Green fluorescent protein ( GFP, Green Fluorescent Protein ) for the Nobel Prize in Chemistry in 2008 is discovered from Aequorea victoria by Dr. Osamu Shimomura in the 1960's, develops the gene of GFP in the 1990's, and a lot of fluorescent color variants have been developed by the inheritable genetic modification after the cloning. Many fluorescent proteins that originate longer-wavelength-fluorescence than green fluorescence, such as yellow, orange, and red fluorescence, were developed. However, few fluorescent proteins that originate shorter-wavelength-fluorescence, such as purple and blue fluorescence were developed. Therefore, the development was being demanded by a lot of researchers for years. Our group succeeded in developing fluorescent protein, Sirius, that originated ultramarine fluorescence between purple and blue by introducing the mutation to the chromophore of the fluorescent protein and surrounding it, and furthermore, a random amino acid mutation to the entire protein, then the shortest wave length fluorescence record of the fluorescent protein was updated after an interval of 15 years. As a result, the variation of the fluorescent color increased, therefore, we could visualize the two or more parts of cell simultaneously and more clearly. Sirius is insensitive to pH change, that is, Sirius yield fluorescence under any pH condition unlike ancient fluorescent proteins, therefore, the observation of the movement of the protein in acidic subcellular organelle became possible. We also found that FRET ( Förster resonance energy transfer ) from Sirius to CFP come about effectively because fluorescence spectra of Sirius overlaps with absorbance spectra of CFP considerably. By using both Sirius-CFP FRET pair and uvGFP ( excited by UV light and originates green fluorescence )-DsRed ( red fluorescence ) pair simultaneously, we visualized four colors fluorescence with one excitation wavelength ( Dual FRET method ). It became possible to catch two physiology phenomena simultaneously by using this Dual FRET method, and the road where the relations between two or more physiology phenomena were analyzed in living cells opened. Figure shows the activation of caspase 3 that happens by the program cell death of HeLa cell ( upper ) and Ca²⁺ dynamics ( lower ) in single living cell.
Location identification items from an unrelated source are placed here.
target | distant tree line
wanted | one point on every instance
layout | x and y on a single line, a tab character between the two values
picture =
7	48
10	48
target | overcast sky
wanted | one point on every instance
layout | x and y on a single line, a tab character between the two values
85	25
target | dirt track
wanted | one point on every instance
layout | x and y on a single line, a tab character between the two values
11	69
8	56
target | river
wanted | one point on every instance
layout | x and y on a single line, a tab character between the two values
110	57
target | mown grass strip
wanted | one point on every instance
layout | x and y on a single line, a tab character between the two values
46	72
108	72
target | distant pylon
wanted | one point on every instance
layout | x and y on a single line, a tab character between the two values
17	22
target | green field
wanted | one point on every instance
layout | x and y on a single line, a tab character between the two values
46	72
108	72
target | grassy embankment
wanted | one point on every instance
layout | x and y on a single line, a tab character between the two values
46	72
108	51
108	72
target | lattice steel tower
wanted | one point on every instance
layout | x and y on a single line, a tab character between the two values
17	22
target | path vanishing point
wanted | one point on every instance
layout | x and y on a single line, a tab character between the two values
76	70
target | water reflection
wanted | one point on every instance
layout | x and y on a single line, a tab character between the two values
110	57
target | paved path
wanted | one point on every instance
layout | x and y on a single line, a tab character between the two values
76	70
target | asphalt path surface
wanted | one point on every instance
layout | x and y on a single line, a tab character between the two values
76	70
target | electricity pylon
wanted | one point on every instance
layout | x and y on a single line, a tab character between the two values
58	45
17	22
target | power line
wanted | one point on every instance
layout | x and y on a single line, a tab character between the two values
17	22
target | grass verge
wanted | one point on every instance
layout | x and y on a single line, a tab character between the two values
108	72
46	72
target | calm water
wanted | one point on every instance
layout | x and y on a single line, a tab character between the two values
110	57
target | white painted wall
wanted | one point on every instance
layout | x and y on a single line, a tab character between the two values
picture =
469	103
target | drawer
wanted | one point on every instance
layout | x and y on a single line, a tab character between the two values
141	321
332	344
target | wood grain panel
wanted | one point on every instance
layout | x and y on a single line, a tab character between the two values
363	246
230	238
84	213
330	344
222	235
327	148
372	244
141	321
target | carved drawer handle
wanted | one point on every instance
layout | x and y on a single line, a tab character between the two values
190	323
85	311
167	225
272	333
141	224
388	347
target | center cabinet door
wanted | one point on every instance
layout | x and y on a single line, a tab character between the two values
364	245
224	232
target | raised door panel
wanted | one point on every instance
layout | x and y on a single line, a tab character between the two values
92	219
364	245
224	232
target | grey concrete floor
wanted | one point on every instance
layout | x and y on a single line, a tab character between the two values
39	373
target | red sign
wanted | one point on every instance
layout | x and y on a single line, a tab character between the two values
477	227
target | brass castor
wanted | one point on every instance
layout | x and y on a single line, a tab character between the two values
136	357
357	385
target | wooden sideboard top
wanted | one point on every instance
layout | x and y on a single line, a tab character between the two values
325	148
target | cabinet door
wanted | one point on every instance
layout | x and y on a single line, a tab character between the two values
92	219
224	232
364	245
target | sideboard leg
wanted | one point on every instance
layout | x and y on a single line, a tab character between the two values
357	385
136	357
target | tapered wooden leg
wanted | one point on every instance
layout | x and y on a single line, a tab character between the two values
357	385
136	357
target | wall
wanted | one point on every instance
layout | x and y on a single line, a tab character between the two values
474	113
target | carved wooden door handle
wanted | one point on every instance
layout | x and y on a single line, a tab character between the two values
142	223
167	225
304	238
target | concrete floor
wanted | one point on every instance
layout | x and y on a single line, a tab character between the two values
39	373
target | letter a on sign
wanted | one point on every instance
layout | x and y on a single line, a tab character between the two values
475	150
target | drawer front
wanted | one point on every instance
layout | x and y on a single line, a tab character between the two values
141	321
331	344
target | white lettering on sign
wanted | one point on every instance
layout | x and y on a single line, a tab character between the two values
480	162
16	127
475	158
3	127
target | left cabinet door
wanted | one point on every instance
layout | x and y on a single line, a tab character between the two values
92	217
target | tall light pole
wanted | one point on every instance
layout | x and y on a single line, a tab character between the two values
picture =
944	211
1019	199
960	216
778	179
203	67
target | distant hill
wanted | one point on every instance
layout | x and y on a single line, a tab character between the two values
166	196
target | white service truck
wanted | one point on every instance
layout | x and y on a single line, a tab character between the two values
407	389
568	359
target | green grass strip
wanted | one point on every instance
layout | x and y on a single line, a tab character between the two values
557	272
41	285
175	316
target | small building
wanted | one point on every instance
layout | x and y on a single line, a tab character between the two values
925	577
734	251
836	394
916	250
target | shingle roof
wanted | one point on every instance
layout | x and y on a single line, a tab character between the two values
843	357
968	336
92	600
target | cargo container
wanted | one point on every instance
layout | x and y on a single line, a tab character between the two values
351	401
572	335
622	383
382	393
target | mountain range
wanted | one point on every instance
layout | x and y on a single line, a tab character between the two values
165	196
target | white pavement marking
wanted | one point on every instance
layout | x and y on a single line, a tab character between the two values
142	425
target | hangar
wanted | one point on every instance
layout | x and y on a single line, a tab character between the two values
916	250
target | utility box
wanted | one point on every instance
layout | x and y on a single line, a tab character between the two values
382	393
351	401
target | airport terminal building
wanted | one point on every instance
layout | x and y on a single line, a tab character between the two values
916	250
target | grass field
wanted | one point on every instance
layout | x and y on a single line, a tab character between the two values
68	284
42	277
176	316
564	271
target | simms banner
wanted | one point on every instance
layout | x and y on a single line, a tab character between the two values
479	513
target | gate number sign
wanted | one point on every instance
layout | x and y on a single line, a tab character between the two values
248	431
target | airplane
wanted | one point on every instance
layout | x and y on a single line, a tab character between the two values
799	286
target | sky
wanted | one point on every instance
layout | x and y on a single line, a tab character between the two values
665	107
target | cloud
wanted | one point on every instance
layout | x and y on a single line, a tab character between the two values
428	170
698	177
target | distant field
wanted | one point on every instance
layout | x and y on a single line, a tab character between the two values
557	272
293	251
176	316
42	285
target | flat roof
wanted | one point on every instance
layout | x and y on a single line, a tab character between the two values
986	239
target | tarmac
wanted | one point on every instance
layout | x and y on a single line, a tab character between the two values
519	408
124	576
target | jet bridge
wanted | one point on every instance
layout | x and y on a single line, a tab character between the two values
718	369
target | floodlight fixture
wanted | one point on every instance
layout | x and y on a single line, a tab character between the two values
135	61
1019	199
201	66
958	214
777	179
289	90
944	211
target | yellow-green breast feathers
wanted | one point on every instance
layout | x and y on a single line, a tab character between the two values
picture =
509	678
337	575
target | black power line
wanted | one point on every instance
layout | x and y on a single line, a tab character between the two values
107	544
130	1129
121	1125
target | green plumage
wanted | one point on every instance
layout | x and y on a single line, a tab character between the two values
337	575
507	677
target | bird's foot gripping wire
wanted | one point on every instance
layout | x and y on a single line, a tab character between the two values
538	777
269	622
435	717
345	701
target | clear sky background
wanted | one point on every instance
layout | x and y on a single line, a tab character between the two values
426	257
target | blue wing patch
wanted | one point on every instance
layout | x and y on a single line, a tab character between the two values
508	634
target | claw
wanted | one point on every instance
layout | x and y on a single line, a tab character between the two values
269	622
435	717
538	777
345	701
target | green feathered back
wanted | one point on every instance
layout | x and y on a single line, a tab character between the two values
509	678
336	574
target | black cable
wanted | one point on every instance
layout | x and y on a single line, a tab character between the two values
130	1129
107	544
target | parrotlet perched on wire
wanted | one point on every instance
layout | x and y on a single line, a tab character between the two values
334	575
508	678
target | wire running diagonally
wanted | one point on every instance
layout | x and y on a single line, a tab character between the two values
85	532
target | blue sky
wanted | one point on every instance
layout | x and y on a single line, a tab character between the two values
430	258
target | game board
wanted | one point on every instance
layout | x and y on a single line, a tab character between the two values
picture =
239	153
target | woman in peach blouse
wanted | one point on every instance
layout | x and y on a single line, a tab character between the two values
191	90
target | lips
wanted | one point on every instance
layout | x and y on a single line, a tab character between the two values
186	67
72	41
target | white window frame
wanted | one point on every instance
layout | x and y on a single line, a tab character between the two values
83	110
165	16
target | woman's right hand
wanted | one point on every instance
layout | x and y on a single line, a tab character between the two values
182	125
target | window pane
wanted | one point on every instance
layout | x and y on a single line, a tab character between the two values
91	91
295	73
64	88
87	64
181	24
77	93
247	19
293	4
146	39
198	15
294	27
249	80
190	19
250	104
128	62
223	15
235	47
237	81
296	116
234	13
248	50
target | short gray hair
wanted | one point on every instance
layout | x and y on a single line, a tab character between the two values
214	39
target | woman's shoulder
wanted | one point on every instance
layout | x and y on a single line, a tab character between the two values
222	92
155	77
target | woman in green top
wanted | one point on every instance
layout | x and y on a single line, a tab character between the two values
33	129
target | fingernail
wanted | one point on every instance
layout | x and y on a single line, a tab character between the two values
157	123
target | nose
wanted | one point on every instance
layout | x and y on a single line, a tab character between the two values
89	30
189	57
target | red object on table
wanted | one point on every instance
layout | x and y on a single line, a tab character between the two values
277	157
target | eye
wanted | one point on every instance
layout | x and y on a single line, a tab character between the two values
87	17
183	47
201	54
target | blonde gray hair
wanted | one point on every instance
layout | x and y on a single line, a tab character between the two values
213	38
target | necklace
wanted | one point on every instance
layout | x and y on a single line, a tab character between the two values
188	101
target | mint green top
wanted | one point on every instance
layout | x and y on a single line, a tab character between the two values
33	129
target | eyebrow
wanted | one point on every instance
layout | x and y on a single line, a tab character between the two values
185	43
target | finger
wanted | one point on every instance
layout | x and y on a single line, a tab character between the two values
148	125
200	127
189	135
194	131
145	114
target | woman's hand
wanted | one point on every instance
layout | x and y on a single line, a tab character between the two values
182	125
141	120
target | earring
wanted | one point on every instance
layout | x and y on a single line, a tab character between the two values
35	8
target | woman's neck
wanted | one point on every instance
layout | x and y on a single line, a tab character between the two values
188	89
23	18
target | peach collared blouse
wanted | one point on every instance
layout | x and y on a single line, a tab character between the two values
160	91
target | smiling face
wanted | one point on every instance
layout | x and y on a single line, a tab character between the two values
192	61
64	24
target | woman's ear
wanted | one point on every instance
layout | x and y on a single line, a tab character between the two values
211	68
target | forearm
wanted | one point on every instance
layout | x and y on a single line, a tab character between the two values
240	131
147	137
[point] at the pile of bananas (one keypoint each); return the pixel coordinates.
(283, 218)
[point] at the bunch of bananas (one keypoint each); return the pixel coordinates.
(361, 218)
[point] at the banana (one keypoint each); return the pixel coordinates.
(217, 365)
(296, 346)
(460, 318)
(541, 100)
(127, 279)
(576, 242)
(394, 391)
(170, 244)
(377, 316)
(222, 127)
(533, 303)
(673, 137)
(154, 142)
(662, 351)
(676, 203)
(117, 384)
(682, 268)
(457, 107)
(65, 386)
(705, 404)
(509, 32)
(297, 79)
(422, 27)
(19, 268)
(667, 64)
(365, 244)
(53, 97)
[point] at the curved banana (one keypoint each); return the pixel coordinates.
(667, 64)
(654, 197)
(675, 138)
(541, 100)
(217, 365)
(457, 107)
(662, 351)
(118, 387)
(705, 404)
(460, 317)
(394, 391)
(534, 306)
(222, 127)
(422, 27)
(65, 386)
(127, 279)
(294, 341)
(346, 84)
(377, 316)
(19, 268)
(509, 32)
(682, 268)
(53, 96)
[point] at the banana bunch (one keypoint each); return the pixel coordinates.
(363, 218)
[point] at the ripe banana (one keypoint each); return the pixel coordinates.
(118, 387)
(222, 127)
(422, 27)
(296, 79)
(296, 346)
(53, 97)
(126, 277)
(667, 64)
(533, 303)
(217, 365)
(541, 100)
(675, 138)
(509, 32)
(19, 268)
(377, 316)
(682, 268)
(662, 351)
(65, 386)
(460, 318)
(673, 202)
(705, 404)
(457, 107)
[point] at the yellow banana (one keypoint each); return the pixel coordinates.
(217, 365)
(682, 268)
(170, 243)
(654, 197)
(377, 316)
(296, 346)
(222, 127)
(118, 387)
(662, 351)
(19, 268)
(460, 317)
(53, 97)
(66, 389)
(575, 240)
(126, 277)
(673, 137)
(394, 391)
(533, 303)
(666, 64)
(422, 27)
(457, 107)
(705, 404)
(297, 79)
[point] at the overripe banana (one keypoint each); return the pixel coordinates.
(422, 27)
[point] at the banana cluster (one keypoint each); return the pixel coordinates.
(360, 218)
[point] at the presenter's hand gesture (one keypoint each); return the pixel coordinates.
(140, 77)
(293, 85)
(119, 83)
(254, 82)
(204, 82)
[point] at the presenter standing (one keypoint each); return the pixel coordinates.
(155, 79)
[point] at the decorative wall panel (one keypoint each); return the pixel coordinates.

[ Visualization of molecular dynamics in live cells with molecular designed photoconvertible fluorescent protein ]

( Tomoki Matsuda, Nature Methods, 5, 339-345, 2008 )

With the progress of the live imaging technology using fluorescent proteins, today photoconvertible fluorescent proteins, which can change the fluorescent color by irradiation of photostimulation light such as UV light, are used to analyze dynamics of molecules or cells. Previously, observation of fluorescent wavelength change of photoconvertible fluorescent proteins required two different wavelength lights for excitation. Our laboratory designed a chimeric protein by fusing two fluorescence proteins to observe fluorescence of before and after photostimulation (before: cyan; after: green) by one excitation light and developed photoconvertible fluorescent protein “Phamret”. Since only one excitation light is needed, complicated optical system is unnecessary for simultaneous imaging of two fluorescent light caused by photostimulation. Therefore imaging of fast-moving molecules became possible. Another advantage of one excitation light is decreasing phototoxicity for photosensitive creatures. By using photoconvertible property of “Phamret”, we also developed the method to determine the diffusion coefficient “FDAP”. In this method photoconversion is done in the limited region and fluorescent decay caused by outflow of photoconverted molecules is measured. Diffusion coefficient is determined by numerical analysis of the fluorescent decay curve. By using this method easy and precise determination of diffusion coefficient for fast moving molecules is possible compared with conventional methods such as the method analyzing fluorescence recover after photobleaching. New insight into the mechanisms of signal transduction, development of cells or individuals, or metastasis or invasion of tumor cells are expected to be obtained by making use of these methods.